3. What is the evidence for the validity and reliability of the measures?
Language proficiency was defined using any language other than English as the patient’s primary language, found retrospectively in the electronic medical record. The validity of this was substantiated with the following comment and three citations: “consistent with the definition used in several previous publications.” The validity was further supported by manual chart abstraction (compared with electronic query) of 100 of the records.
Reliability of the measure was not discussed.
4. What is the reference category used for the disparity measure (ie, who is the comparison group)? Why does this reference category make sense (or not) for this research question?

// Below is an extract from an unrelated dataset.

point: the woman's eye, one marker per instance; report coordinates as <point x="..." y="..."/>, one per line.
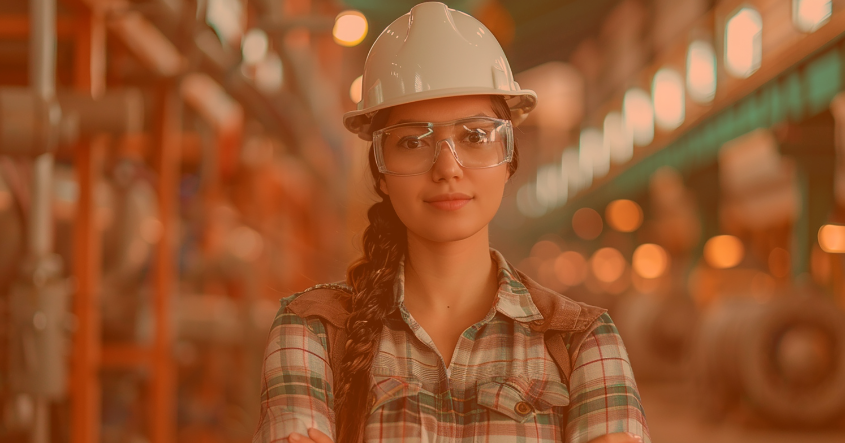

The reference category was English-proficient patients. This category makes sense to measure, as the majority of information and discussion around end-of-life care – as well as some defaults – target white, Christian or non-denominational English-proficient patients.
5. How is the disparity quantified or measured? Is this an absolute or relative measure or are both provided? Describe which type of measure you would prefer for this research area, or, if both, why.
English language proficiency was quantified using primary language status from the electronic medical record. This was an absolute measure. When looking at the outcomes listed in question 2, the majority of data were presented as relative, which feels appropriate given the discrepancy in population sizes (LEP n=779; no limited English proficiency n=26,744).